Дикая кошка — армянская речь —
Мучит меня и царапает ухо.
Хоть на постели горбатой прилечь:
О, лихорадка, о, злая моруха!
Падают вниз с потолка светляки,
Ползают мухи по липкой простыне,
И маршируют повзводно полки
Птиц голенастых по желтой равнине.
Страшен чиновник — лицо как тюфяк,
Нету его ни жалчей, ни нелепей,
Командированный — мать твою так! —
Без подорожной в армянские степи.
Пропадом ты пропади, говорят,
Сгинь ты навек, чтоб ни слуху, ни духу, —
Старый повытчик, награбив деньжат,
Бывший гвардеец, замыв оплеуху.
Грянет ли в двери знакомое:— Ба!
Ты ли, дружище, — какая издевка!
Долго ль еще нам ходить по гроба,
Как по грибы деревенская девка?..
Были мы люди, а стали людьё
И суждено — по какому разряду?—
Нам роковое в груди колотье
Да эрзерумская кисть винограду.
2
И по-звериному воет людье,
И по-людски куролесит зверье.
Чудный чиновник без подорожной,
Командированный к тачке острожной,
Он Черномора пригубил питье
В кислой корчме на пути к Эрзеруму.
Как пишут Литвина и Успенский в очень интересной статье "Оборотная сторона золотого века: XIX столетие в стихотворении Мандельштама «Дикая кошка — армянская речь…»", второй отрывок отпочковался от основного стихотворения.
Общеизвестно, что второй отрывок насыщен пушкинскими мотивами. Считается общепринятым, что "чудный чиновник без подорожной" - это Пушкин. Настоящий Пушкин, конечно, ехал с подорожной, но без разрешения начальства и не по его приказу. Вересаев пишет:
Не спрашивая разрешения властей, 5 марта 1829 года Пушкин берет из Петербурга подорожную в Тифлис.
Не только подорожная была выписана, но и сам Паскевич был предуведомлен об ожидаемом приезде Пушкина и необходимости по его прибытии в Грузию организовать за ним надлежащий тайный надзор.
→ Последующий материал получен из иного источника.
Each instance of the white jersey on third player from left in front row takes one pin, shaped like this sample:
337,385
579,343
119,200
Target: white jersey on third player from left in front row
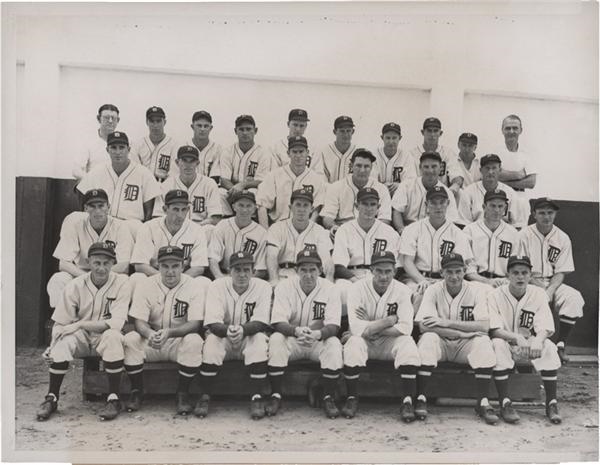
230,308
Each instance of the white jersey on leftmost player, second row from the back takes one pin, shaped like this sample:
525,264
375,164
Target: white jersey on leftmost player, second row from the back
126,192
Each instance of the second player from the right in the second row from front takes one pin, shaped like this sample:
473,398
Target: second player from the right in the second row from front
492,240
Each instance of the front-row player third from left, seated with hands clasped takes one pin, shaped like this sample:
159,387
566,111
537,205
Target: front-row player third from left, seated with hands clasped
237,320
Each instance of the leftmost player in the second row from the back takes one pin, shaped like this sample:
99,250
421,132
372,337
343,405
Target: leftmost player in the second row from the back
131,187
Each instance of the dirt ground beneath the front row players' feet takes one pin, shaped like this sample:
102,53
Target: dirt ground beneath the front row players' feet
448,429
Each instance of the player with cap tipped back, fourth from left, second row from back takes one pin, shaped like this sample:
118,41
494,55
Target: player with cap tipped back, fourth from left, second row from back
340,203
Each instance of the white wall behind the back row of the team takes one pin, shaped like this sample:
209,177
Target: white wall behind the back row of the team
465,63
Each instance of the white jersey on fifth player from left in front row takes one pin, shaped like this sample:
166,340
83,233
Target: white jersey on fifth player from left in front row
395,300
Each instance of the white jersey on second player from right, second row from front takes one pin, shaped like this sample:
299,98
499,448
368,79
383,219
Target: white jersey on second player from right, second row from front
491,249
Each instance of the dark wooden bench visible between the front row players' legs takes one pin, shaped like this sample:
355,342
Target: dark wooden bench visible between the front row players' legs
303,377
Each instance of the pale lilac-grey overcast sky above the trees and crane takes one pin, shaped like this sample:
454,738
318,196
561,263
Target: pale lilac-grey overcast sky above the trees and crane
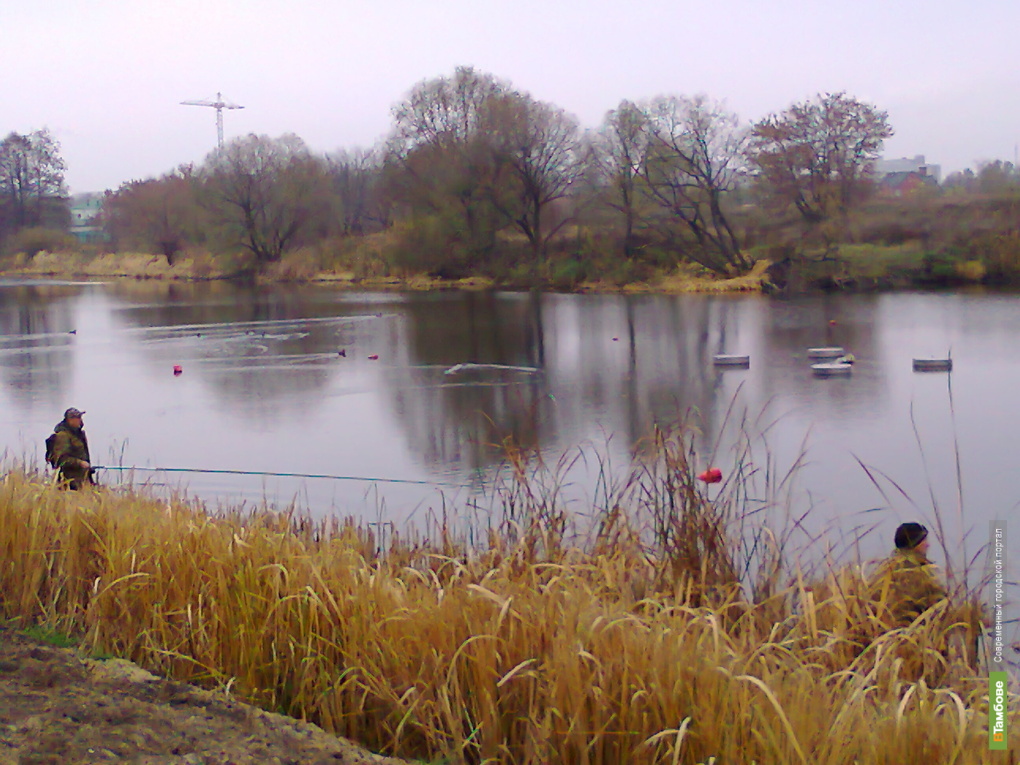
108,77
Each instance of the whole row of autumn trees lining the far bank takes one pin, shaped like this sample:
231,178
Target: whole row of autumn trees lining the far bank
479,178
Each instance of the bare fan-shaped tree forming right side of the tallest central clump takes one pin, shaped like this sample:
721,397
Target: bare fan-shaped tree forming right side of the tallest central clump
540,143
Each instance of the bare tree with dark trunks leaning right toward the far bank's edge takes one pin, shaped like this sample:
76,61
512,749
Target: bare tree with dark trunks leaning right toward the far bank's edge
694,160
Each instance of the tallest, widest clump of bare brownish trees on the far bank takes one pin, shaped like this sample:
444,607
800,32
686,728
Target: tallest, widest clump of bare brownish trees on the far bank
473,157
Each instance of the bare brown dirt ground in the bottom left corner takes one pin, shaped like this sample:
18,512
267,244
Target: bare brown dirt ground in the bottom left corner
58,708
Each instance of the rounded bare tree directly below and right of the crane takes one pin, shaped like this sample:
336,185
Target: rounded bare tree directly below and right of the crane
270,189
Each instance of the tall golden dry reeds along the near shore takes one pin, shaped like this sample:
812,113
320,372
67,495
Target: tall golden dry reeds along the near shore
677,632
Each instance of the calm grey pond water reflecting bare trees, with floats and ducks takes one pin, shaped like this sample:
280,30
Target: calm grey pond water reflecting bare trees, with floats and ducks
316,381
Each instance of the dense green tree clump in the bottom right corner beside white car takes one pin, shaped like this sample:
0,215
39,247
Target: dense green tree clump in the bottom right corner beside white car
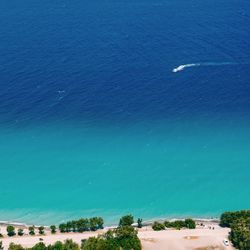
239,222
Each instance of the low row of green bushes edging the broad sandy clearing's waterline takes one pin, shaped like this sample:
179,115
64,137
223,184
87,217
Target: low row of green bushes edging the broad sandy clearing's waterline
177,224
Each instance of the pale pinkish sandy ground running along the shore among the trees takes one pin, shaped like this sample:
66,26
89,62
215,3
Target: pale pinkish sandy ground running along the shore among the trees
201,238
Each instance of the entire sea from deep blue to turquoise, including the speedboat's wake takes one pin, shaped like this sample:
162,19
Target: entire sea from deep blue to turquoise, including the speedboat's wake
115,107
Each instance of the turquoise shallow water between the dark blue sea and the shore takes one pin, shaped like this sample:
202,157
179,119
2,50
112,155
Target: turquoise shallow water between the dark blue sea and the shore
160,169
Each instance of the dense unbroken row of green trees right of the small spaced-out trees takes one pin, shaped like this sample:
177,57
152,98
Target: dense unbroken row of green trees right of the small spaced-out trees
82,225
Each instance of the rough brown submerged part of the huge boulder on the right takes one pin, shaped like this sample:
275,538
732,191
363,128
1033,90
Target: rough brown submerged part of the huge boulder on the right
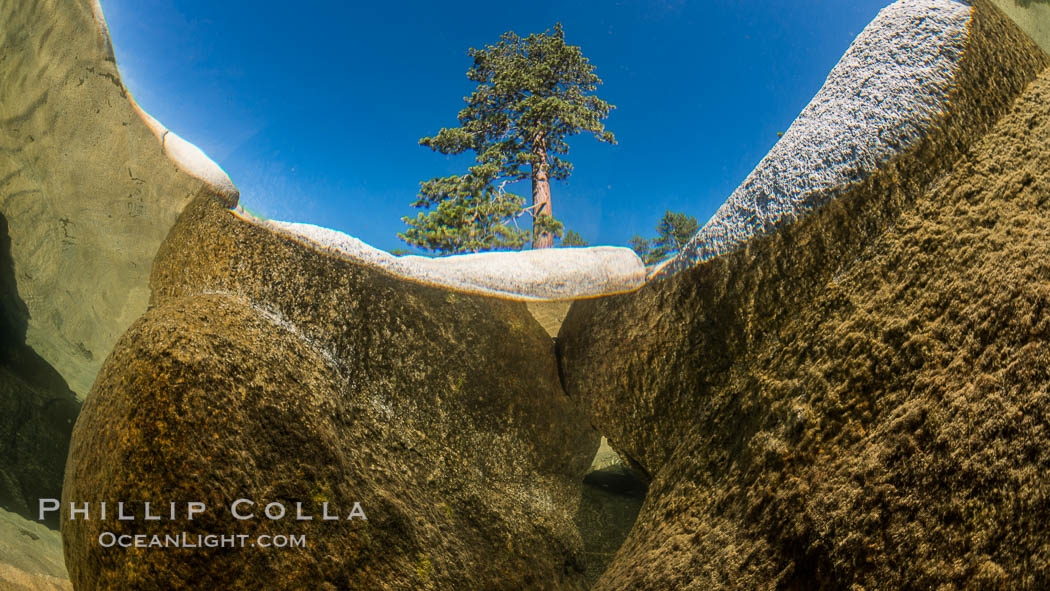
858,400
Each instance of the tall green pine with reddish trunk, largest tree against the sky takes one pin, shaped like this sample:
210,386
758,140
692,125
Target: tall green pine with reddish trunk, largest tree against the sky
533,94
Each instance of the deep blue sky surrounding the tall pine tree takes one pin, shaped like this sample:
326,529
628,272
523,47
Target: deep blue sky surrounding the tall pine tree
316,109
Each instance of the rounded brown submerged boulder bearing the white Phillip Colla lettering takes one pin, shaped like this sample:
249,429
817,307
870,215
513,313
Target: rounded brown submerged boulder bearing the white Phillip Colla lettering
271,371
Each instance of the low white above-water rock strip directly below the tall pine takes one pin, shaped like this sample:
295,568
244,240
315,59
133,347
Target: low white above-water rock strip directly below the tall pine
541,275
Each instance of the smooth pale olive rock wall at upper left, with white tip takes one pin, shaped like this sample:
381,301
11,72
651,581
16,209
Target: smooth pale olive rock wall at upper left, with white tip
90,185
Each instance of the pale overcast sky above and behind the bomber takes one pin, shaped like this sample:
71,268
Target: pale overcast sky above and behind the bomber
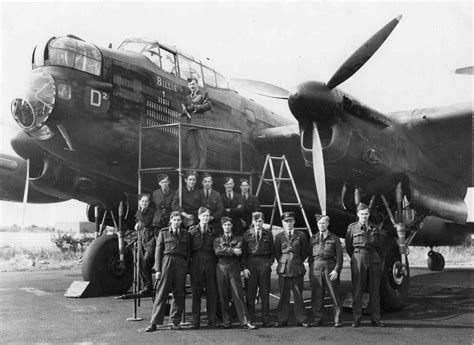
284,43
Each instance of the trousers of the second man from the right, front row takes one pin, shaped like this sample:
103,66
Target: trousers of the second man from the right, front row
319,279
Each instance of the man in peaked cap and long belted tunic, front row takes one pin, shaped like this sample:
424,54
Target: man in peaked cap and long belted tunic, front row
291,250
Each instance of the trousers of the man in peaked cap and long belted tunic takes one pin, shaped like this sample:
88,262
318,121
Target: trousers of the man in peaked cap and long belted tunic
288,284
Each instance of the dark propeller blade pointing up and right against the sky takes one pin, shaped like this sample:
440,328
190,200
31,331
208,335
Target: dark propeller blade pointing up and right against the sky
362,55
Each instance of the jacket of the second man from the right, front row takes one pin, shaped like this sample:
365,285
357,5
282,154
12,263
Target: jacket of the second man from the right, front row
326,249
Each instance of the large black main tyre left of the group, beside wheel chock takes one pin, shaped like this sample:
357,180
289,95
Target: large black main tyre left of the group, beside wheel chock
100,266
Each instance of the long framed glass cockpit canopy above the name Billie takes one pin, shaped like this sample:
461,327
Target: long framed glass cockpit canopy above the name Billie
174,62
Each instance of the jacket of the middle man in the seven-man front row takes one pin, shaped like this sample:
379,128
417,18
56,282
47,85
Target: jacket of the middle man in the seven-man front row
252,247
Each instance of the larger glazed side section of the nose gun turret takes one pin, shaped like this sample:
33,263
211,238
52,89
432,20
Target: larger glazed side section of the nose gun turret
65,51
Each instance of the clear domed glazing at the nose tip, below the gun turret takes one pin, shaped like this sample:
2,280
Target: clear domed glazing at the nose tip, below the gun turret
33,109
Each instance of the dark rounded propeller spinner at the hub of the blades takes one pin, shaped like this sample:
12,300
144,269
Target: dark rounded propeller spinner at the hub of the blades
312,101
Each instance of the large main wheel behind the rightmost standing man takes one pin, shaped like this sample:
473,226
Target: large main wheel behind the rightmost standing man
394,287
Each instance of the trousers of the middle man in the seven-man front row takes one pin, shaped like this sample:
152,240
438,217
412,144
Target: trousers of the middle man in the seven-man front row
260,271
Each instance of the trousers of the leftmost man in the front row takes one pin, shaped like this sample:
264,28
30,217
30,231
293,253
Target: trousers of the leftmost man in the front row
173,279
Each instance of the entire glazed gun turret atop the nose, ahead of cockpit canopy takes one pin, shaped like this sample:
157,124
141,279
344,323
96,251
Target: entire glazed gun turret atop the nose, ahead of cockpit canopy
69,52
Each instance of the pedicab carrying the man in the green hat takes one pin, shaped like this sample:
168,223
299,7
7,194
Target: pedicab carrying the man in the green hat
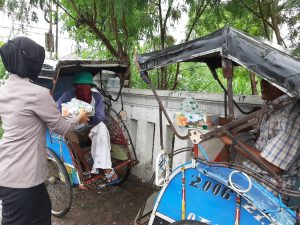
65,170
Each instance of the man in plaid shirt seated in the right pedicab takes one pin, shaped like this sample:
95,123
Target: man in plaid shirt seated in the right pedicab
278,143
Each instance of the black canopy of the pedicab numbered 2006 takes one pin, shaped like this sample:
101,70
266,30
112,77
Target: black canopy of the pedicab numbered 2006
270,63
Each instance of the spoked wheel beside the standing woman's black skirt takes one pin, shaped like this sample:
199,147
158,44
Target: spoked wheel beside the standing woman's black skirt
58,185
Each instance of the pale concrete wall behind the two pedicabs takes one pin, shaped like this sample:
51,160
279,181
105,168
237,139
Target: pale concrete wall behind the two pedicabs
143,122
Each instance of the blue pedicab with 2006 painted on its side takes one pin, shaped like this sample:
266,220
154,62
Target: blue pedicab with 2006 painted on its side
204,191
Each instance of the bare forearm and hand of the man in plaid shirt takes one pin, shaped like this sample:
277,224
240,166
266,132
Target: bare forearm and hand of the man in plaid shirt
254,152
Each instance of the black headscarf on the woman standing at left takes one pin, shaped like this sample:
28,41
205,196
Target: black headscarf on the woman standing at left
23,57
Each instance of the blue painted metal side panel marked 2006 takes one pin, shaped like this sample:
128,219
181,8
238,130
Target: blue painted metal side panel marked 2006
209,198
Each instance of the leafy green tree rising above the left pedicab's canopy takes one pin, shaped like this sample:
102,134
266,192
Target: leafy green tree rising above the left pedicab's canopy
113,25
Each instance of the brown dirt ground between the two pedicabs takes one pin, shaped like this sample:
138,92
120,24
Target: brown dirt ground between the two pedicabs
111,205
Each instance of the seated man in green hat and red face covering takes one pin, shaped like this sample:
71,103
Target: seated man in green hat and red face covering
95,129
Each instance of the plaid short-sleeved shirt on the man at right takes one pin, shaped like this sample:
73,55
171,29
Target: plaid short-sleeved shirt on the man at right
279,143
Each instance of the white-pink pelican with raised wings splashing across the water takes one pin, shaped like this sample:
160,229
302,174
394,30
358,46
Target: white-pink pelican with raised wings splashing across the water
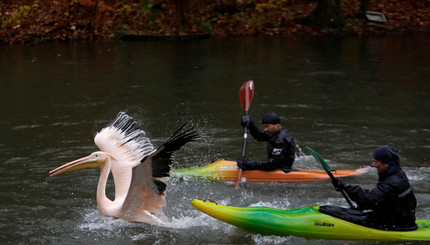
139,170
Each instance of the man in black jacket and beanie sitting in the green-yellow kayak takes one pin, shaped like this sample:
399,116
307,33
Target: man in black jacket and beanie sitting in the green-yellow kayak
391,203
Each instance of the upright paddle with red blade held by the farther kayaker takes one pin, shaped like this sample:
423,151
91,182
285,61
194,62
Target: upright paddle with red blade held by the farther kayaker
246,93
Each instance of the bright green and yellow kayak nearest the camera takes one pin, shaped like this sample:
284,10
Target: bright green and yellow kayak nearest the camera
305,222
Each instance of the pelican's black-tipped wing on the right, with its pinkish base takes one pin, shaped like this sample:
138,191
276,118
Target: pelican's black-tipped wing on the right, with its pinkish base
148,185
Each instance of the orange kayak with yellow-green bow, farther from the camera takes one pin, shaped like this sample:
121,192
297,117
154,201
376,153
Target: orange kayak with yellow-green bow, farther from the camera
227,170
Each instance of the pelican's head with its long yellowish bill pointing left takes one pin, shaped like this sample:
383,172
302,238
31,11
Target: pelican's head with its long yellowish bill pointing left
96,159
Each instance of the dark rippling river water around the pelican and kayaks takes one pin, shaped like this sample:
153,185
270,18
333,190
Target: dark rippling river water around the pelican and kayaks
342,97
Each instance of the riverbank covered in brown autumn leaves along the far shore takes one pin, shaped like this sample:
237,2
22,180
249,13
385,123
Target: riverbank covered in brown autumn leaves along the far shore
34,21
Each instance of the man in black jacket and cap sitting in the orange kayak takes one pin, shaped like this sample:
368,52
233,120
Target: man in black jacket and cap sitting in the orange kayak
280,144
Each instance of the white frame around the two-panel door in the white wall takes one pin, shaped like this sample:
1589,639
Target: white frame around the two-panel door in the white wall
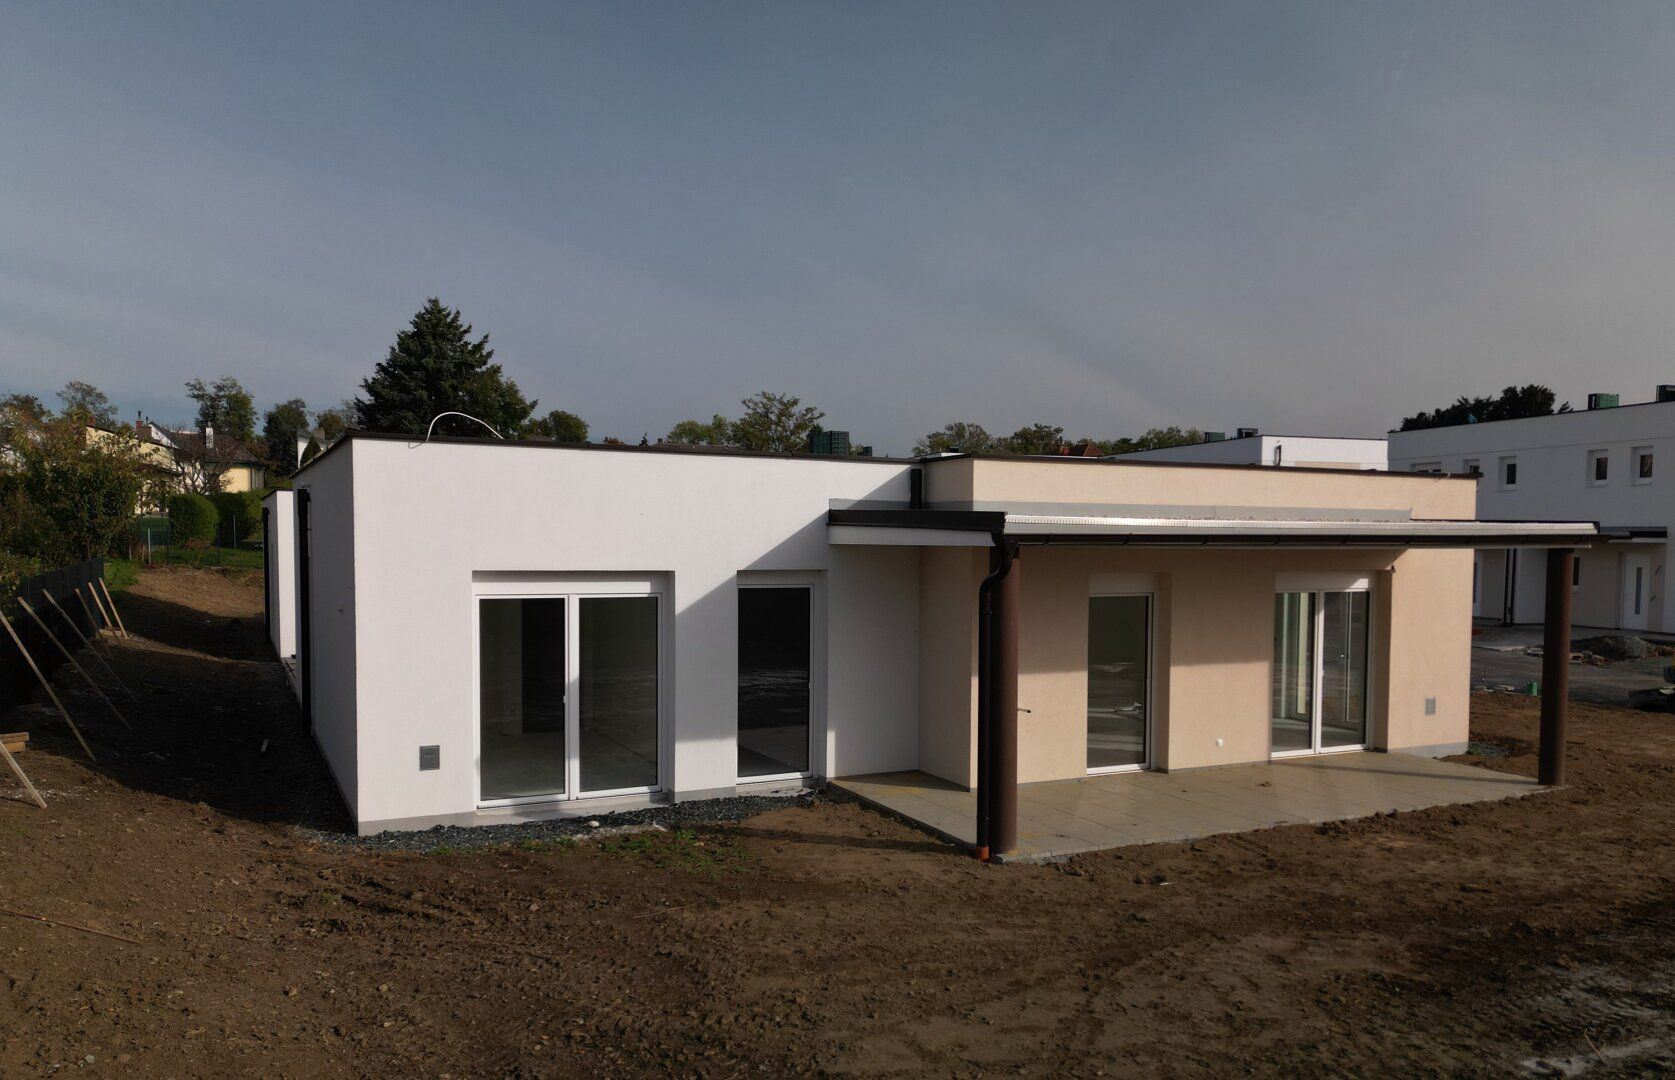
574,589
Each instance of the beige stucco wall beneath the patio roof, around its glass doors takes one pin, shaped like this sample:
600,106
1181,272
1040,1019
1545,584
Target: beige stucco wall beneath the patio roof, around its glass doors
1212,654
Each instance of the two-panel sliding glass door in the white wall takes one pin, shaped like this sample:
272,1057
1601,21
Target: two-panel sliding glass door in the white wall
569,696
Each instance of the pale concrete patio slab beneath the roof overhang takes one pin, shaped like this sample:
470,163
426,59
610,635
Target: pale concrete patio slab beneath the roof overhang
1066,818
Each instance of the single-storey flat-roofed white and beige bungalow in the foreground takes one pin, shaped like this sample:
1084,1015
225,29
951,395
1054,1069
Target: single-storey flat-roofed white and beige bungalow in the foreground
490,632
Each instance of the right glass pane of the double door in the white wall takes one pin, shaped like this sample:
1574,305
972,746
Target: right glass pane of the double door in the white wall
619,692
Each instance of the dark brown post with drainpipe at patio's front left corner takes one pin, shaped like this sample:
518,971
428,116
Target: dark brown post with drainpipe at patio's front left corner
997,704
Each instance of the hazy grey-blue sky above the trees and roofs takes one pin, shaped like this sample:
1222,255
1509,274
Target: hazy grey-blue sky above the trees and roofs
1301,217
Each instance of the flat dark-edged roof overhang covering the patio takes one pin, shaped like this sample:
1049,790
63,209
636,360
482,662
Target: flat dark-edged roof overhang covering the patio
961,528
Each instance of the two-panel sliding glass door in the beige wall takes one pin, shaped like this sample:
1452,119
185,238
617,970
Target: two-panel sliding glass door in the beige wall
1321,661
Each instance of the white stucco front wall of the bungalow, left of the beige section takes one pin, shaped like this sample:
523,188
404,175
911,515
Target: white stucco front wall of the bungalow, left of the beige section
431,518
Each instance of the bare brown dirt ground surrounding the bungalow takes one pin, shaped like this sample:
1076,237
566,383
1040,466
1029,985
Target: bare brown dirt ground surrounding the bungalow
1510,939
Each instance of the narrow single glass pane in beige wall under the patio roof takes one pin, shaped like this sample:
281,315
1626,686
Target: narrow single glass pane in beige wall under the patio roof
1118,681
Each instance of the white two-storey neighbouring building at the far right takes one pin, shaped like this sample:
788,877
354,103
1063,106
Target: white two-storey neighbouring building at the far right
1600,465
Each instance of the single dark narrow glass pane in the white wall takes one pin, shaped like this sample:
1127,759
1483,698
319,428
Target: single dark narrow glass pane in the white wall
775,681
Пушкин и сам упоминает эту подорожную в "Путешествии в Арзрум":
Городничий не знал, как меня принять, и посматривал на меня с недоумением. Видя, что он не торопится исполнить мои просьбы, я стал перед ним раздеваться, прося извинения de la liberté grande. К счастию, нашел я в кармане подорожную, доказывавшую, что я мирный путешественник, а не Ринальдо-Ринальдини.
Видимо, эта сцена и отразилась у Мандельштама. "Чиновник без подорожной" в таком случае означает "непонятный для служивых людей человек".
Помимо Черномора и Эрзурума, пушкинские мотивы усилены в черновой строчке
Там, где везли на арбе Грибоеда
Но в окончательной редакции почти никаких пушкинских мотивов не осталось, кроме упоминания "эрзурумского винограда". Как пишут Литвина и Успенский, "В сущности , все , что остается от Пушкина в этих стихах , – это эрзерумский виноград , со всей очевидностью символизирующий поэзию”.
Таким образом, если во втором отрывке чиновник без подорожной "чудный", то в стихотворении он страшен, жалок, нелеп и безлик. На Пушкина он нисколько не похож. Но он поэт - проговорен к "эрзерумскому винограду".
Литвина и Успенский очень убедительно демонстрируют, что персонажи ХIХ в., желающие непонятному чиновнику сгинуть:
Старый повытчик, награбив деньжат,
Бывший гвардеец, замыв оплеуху.
- оба пришли из "Мертвых душ".
Обратим внимание на дальнейшие строчки:
Долго ль еще нам ходить по гроба,
Как по грибы деревенская девка?..
Многие комментаторы совершенно резонно говорят, что эти строчки напоминают о гробе Грибоедова. Тем более, что выкинутая строчка про Грибоеда там поблизости и была. Но как особенно ходит по грибы деревенская девка? В отличие от помещиков или городских дачников, она ходит по грибы для пропитания. Значит, тот, кто ходит по гроба, тоже ходит для пропитания?
А кто ходит для пропитания по гроба и встречает героев "Мертвых душ"? Разумеется, Чичиков! Его можно назвать и жалким, и безликим, и нелепым. Но разве Чичиков - поэт?
Нет, поэт - это Мандельштам, едущий пушкинской дорогой, как и Пушкин и Чичиков - без одобрения начальства, и ощущающий себя Чичиковым, самозванцем, незаконно сбежавшим из Москвы 1930 г. в ХIХ в.